Posted By Steven Saville On August 11, 2016 @ 12:53 am In Uncategorized | Comments Disabled

James Altucher [1] wrote a blog post several years ago that has stuck with me. The gist of the post was that the best way to deal with crappy people is to not engage with them in any way under any circumstances. Do not argue with them, do not attempt to give them advice, and do not make any effort to get them to like you. Just ignore them.

Altucher’s message has saved me a lot of aggravation over the years. Once in a while I fall into the trap of interacting with someone I should ignore, but I’m usually successful at preventing crappy people from disrupting my peace of mind — by essentially blotting them out.

I don’t have any crappy people in my personal life. At least, I don’t at the moment. However, as someone who publishes stuff on the internet I regularly attract emails from crappy people I don’t know. In the distant past these emails would sometimes annoy or disturb me and occasionally I would get sucked into a ‘tit for tat’ exchange, but no longer. I’ve learnt that there is no point trying to mud-wrestle a pig, because you both end up dirty and the pig enjoys it.

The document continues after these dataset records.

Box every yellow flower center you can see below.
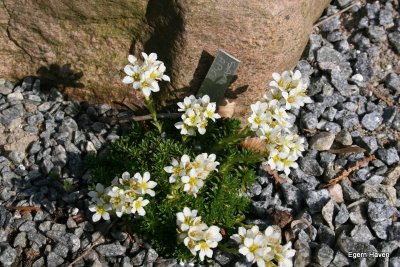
[97,206,105,214]
[249,244,259,253]
[254,117,261,124]
[189,177,197,186]
[173,168,181,176]
[150,72,157,80]
[278,80,285,87]
[135,201,142,209]
[199,241,208,250]
[133,73,140,81]
[287,96,295,103]
[139,182,148,190]
[142,81,150,87]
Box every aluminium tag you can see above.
[196,49,240,104]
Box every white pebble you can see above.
[352,74,364,82]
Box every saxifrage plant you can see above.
[85,52,312,266]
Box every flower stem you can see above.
[144,99,163,133]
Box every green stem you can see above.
[144,99,163,133]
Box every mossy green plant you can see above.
[86,118,263,260]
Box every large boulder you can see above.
[0,0,330,115]
[0,0,148,102]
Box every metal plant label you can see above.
[197,49,240,104]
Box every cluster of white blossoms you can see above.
[177,207,222,261]
[122,53,170,98]
[88,172,157,222]
[264,70,312,110]
[164,153,219,197]
[175,95,221,136]
[248,70,312,175]
[231,226,296,267]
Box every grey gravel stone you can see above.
[368,201,397,222]
[0,245,17,266]
[13,232,27,248]
[131,250,146,266]
[388,223,400,241]
[281,183,302,209]
[0,85,12,95]
[385,73,400,93]
[377,148,400,165]
[95,243,126,257]
[388,32,400,54]
[146,248,158,263]
[299,157,324,176]
[305,189,330,214]
[32,257,45,267]
[379,8,394,27]
[361,111,383,131]
[314,244,334,267]
[368,26,387,42]
[351,224,375,243]
[8,151,25,165]
[371,219,391,240]
[47,252,64,267]
[335,203,349,225]
[53,243,69,258]
[51,145,67,167]
[309,132,335,151]
[7,92,23,102]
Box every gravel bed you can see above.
[0,1,400,266]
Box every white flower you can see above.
[239,235,267,263]
[274,242,296,267]
[176,207,198,231]
[122,64,141,85]
[142,52,160,67]
[248,101,269,132]
[122,52,169,99]
[266,70,312,111]
[204,226,222,245]
[164,155,190,183]
[263,226,281,246]
[175,95,220,136]
[107,186,125,209]
[231,226,247,244]
[88,183,106,202]
[187,224,207,241]
[195,240,215,261]
[140,73,160,98]
[181,169,204,197]
[89,202,112,222]
[131,197,149,216]
[133,172,157,197]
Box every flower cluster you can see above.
[264,70,312,110]
[177,207,222,261]
[175,95,221,136]
[164,153,219,197]
[231,226,296,267]
[247,70,311,175]
[122,53,170,98]
[88,172,157,222]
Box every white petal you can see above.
[92,213,101,222]
[162,75,170,81]
[122,76,134,84]
[124,65,135,76]
[128,55,137,64]
[142,87,151,97]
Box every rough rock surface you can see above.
[0,0,330,116]
[0,0,148,102]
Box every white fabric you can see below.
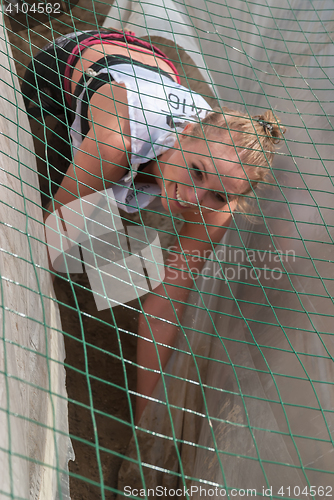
[108,180,163,214]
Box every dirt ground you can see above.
[5,3,215,498]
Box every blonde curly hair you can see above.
[189,107,285,214]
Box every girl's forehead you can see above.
[184,135,241,160]
[215,162,249,196]
[186,138,243,172]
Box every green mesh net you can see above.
[0,0,333,499]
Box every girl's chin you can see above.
[161,198,182,213]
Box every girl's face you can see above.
[155,132,249,214]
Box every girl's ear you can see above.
[177,123,194,144]
[172,123,193,148]
[181,123,193,136]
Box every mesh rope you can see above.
[0,0,333,499]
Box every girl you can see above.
[22,29,284,423]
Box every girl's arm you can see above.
[48,83,131,214]
[135,207,233,423]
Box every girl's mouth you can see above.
[175,184,190,208]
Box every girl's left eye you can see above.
[191,164,203,180]
[214,192,226,204]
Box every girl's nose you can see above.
[188,186,206,206]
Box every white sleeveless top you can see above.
[71,61,211,213]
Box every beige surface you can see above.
[0,17,73,500]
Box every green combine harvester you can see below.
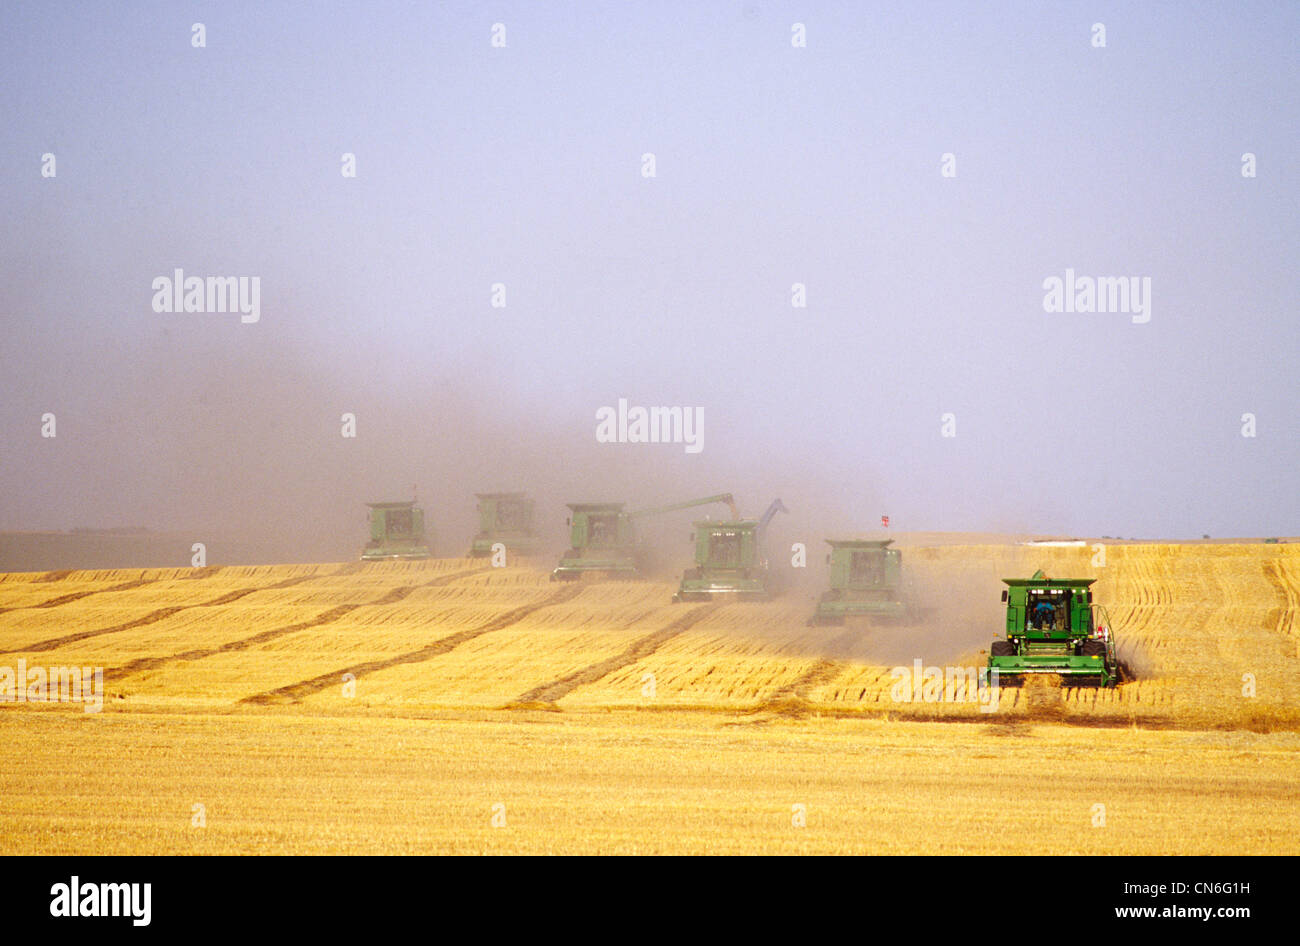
[673,499,788,602]
[551,493,737,581]
[988,569,1119,687]
[469,492,538,557]
[808,538,904,625]
[360,500,431,561]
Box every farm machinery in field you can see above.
[673,499,789,602]
[987,570,1119,687]
[551,493,737,580]
[808,538,904,625]
[469,492,539,557]
[360,501,431,561]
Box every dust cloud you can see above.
[0,333,939,571]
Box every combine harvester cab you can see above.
[469,492,538,557]
[673,499,788,602]
[988,569,1118,687]
[551,494,736,581]
[360,501,431,561]
[808,538,904,625]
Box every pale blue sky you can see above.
[2,1,1296,553]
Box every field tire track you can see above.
[508,603,722,708]
[239,579,576,706]
[107,567,493,681]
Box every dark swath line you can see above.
[614,607,665,631]
[107,592,397,680]
[749,628,860,710]
[0,565,232,615]
[0,578,154,616]
[765,659,846,703]
[508,602,721,707]
[0,570,327,656]
[108,567,492,681]
[5,604,188,655]
[240,583,583,706]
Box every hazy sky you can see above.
[2,1,1296,556]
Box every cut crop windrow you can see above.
[240,581,580,705]
[508,602,721,707]
[105,567,493,681]
[1263,560,1298,641]
[0,577,155,616]
[0,570,328,654]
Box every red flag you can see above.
[881,515,890,528]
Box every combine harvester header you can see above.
[988,569,1119,687]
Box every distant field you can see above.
[1,540,1297,854]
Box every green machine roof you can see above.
[1003,569,1096,588]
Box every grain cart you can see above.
[987,570,1118,686]
[808,538,904,625]
[360,501,431,561]
[469,492,538,557]
[673,499,789,601]
[551,494,737,580]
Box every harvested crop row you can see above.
[0,543,1295,727]
[299,584,673,710]
[240,584,586,706]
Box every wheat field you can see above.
[1,540,1297,854]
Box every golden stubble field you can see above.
[1,540,1298,854]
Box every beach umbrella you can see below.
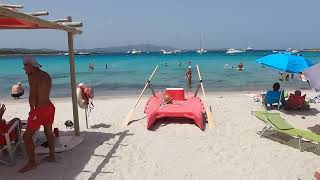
[303,63,320,91]
[256,53,313,73]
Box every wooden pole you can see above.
[123,65,159,127]
[28,11,49,16]
[196,64,215,128]
[0,4,23,8]
[61,22,83,27]
[51,18,71,23]
[67,17,80,136]
[85,108,89,129]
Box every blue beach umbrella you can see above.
[256,53,313,73]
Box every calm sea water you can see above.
[0,51,319,99]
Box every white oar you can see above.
[123,65,159,127]
[196,64,215,128]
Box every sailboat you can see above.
[196,33,207,54]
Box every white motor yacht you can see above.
[160,50,173,54]
[130,49,142,55]
[226,48,245,54]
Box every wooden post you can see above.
[28,11,49,16]
[0,4,23,8]
[67,16,80,136]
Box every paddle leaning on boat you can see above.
[123,64,214,130]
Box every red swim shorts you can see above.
[27,102,55,130]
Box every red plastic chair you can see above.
[285,94,306,110]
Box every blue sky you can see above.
[1,0,320,50]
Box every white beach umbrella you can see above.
[303,63,320,92]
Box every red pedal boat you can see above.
[144,88,205,130]
[123,64,214,130]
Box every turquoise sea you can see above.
[0,51,319,99]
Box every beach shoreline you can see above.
[2,88,317,103]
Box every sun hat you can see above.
[23,56,42,68]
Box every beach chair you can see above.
[0,118,24,166]
[263,90,284,110]
[285,94,306,110]
[251,111,320,151]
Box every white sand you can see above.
[0,90,319,180]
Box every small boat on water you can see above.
[127,49,142,55]
[196,48,207,54]
[226,48,245,54]
[246,46,254,51]
[123,65,214,130]
[160,50,173,55]
[196,33,207,54]
[173,49,182,54]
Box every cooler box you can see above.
[165,88,185,100]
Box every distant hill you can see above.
[0,44,175,55]
[0,48,63,55]
[79,44,175,53]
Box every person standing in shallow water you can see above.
[18,57,56,173]
[186,66,192,89]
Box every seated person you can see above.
[261,82,285,109]
[284,90,309,110]
[0,104,20,144]
[11,82,24,99]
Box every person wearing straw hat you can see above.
[11,82,24,99]
[185,66,192,88]
[18,56,55,173]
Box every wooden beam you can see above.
[61,22,83,28]
[0,7,81,34]
[0,4,23,9]
[51,18,71,23]
[28,11,49,16]
[67,16,80,136]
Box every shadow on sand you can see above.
[308,124,320,135]
[90,123,111,129]
[0,129,134,179]
[260,130,320,155]
[279,107,320,117]
[149,117,206,131]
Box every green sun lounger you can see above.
[251,111,320,151]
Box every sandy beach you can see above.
[0,90,319,180]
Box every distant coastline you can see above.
[1,45,320,56]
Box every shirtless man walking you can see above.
[18,57,55,173]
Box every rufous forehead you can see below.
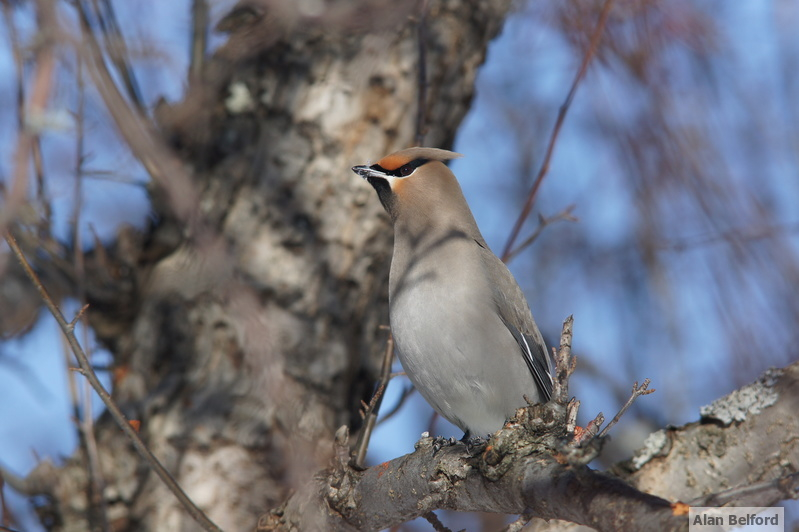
[376,153,413,171]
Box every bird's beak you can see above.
[352,165,385,180]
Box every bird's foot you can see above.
[461,434,488,456]
[431,436,458,455]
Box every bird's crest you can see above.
[377,147,462,171]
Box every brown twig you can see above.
[351,331,395,470]
[375,383,414,427]
[6,0,50,230]
[503,205,578,263]
[1,0,57,233]
[414,0,429,146]
[68,57,111,531]
[551,315,575,404]
[86,0,145,111]
[1,0,23,132]
[4,231,223,532]
[190,0,209,81]
[500,0,615,261]
[73,0,200,224]
[597,379,654,439]
[68,304,91,331]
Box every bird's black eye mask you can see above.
[372,158,429,178]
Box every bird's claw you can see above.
[462,435,488,456]
[432,436,458,455]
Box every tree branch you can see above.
[617,363,799,508]
[259,359,799,531]
[501,0,614,261]
[3,231,223,532]
[261,401,685,532]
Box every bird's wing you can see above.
[501,318,553,402]
[476,240,554,402]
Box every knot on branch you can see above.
[480,401,570,481]
[325,425,363,517]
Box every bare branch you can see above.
[597,379,655,439]
[67,65,111,530]
[72,1,201,225]
[551,315,575,403]
[263,361,799,531]
[67,304,91,331]
[504,205,578,263]
[501,0,615,261]
[85,0,145,111]
[375,383,414,427]
[351,331,395,470]
[3,231,223,532]
[190,0,209,81]
[323,429,684,531]
[0,0,57,233]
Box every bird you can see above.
[352,147,553,438]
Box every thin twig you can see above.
[4,231,223,532]
[70,57,111,532]
[1,0,57,232]
[8,0,49,232]
[86,0,145,111]
[351,332,395,470]
[189,0,209,81]
[375,383,414,427]
[597,379,654,439]
[74,0,200,224]
[414,0,429,146]
[2,0,24,132]
[551,315,575,404]
[501,0,615,261]
[67,304,91,331]
[690,471,799,507]
[504,205,578,263]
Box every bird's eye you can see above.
[399,164,414,177]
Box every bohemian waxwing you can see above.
[353,147,554,438]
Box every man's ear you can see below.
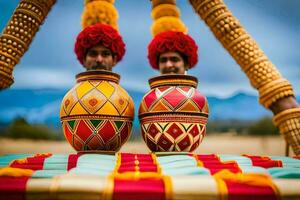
[112,55,117,66]
[184,64,190,71]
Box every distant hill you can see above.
[0,88,298,128]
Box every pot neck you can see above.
[149,74,198,89]
[76,70,120,84]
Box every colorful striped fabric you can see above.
[0,153,300,200]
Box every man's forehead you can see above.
[88,44,111,52]
[159,51,182,58]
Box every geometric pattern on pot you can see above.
[139,86,208,115]
[139,75,209,153]
[60,80,134,118]
[141,118,206,152]
[62,118,132,151]
[140,113,207,152]
[60,71,135,152]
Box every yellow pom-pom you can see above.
[152,0,176,8]
[84,0,115,6]
[151,16,188,36]
[82,1,118,30]
[151,4,180,20]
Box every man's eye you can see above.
[159,58,167,63]
[87,51,98,57]
[102,51,111,57]
[170,57,180,62]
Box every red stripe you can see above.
[225,180,278,200]
[10,157,47,170]
[196,154,241,174]
[118,153,158,173]
[0,177,29,200]
[113,178,165,200]
[243,155,283,168]
[293,156,300,160]
[67,154,81,170]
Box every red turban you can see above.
[148,31,198,70]
[74,23,125,65]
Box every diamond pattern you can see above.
[109,86,129,115]
[106,134,120,150]
[98,121,116,143]
[176,135,191,151]
[63,122,73,143]
[166,123,183,139]
[139,84,208,115]
[76,81,94,99]
[189,125,199,137]
[76,121,92,142]
[73,135,84,150]
[157,134,173,151]
[139,77,209,152]
[80,89,106,114]
[96,101,119,115]
[86,135,103,150]
[163,89,186,109]
[61,73,134,152]
[62,119,132,151]
[120,123,129,143]
[191,90,206,110]
[62,89,78,116]
[96,81,115,98]
[148,124,160,138]
[142,120,206,152]
[177,100,200,112]
[144,90,157,109]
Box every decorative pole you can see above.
[81,0,118,30]
[0,0,56,90]
[189,0,300,155]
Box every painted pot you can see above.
[60,70,134,152]
[139,74,209,152]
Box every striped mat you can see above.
[0,153,300,200]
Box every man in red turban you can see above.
[74,23,125,71]
[148,31,198,75]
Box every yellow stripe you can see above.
[151,153,162,174]
[102,175,114,200]
[0,167,33,177]
[112,153,122,175]
[214,169,280,199]
[214,178,228,200]
[192,154,204,167]
[163,176,173,200]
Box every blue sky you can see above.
[1,0,299,97]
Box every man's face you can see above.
[158,51,187,75]
[83,44,117,71]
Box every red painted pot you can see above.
[139,74,209,152]
[60,70,134,152]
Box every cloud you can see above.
[1,0,299,97]
[12,67,79,89]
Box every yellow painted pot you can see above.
[60,70,134,152]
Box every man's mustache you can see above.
[162,67,179,74]
[90,62,107,70]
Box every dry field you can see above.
[0,134,293,156]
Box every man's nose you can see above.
[165,60,174,67]
[96,55,104,62]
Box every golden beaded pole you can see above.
[0,0,56,90]
[189,0,300,155]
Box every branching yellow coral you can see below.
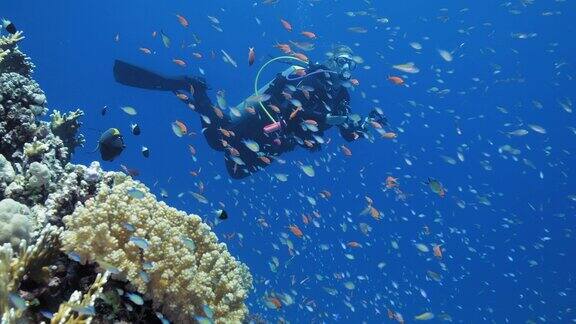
[0,49,7,63]
[0,225,62,320]
[0,31,24,65]
[61,174,252,323]
[0,31,24,46]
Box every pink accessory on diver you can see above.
[263,121,282,133]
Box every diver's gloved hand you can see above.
[367,109,388,126]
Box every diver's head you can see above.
[325,45,357,81]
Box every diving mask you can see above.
[333,54,356,80]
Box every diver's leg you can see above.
[113,60,189,91]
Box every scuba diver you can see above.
[113,45,386,179]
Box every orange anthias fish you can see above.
[274,43,292,54]
[175,93,189,101]
[139,47,152,55]
[218,127,232,137]
[346,241,362,248]
[294,68,306,76]
[292,52,309,62]
[300,31,317,39]
[350,78,360,86]
[172,120,187,136]
[381,132,397,139]
[173,59,187,67]
[188,144,196,156]
[388,76,404,85]
[258,156,271,164]
[433,244,443,258]
[370,120,383,129]
[303,119,318,126]
[280,18,293,32]
[341,145,352,157]
[268,104,281,113]
[268,296,282,309]
[319,190,331,199]
[289,225,303,238]
[176,14,189,28]
[213,106,224,119]
[246,106,256,114]
[289,106,302,120]
[248,47,255,66]
[385,176,398,189]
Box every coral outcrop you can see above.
[0,31,33,77]
[62,174,252,323]
[0,32,252,323]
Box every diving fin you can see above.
[113,59,190,92]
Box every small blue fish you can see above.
[97,259,121,274]
[123,222,136,232]
[203,304,214,319]
[143,261,154,270]
[70,305,96,316]
[67,252,82,262]
[181,236,196,252]
[126,292,144,305]
[195,316,214,324]
[8,293,27,310]
[139,270,150,283]
[127,187,145,199]
[129,236,149,250]
[40,310,54,319]
[156,312,170,324]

Just to be clear, I have no problem with polite criticism. In fact, when I write something that is logically or factually incorrect I am grateful if someone takes the trouble to explain where I went wrong. Crappy people, however, do not disagree in a polite and well-reasoned manner; instead, they launch insults.

Nowadays when I receive an email from a crappy person, I never respond. As soon as I realise the nature of the email, I delete it and add the sender’s address to my “blocked senders” list, thus ensuring that I will never hear from them again.

The best emails sent to me by crappy people are the ones that have an insult in the subject line, because I don’t have to waste time opening these. For example, last week someone sent me an email with “You are a moron” as the subject line. I don’t know what the email contained, because I never opened it. I just added the sender’s address to my “blocked” list and then deleted it. My guess, however, is that it was a reaction to a post I had published a day earlier (https://tsi-blog.com/2016/08/does-the-fed-support-the-stock-market/). The post in question debunked the claim that the Fed routinely props up the stock market by purchasing stocks, ETFs and/or futures, and I’ve discovered over the years that the surest way to provoke a vitriolic response is to write something that casts aspersions on a popular market-manipulation story or that expresses anything other than unequivocal optimism about gold and silver.

It has become easy for me to ignore emails from crappy people I don’t know, but it’s a lot more difficult, and not always possible, to ignore such people in our personal or business lives. However, if there are certain crappy people you can’t completely blot out, for example, if your boss is one or your sister is married to one, then you should at least minimise your interaction with them. Life is too short to do otherwise.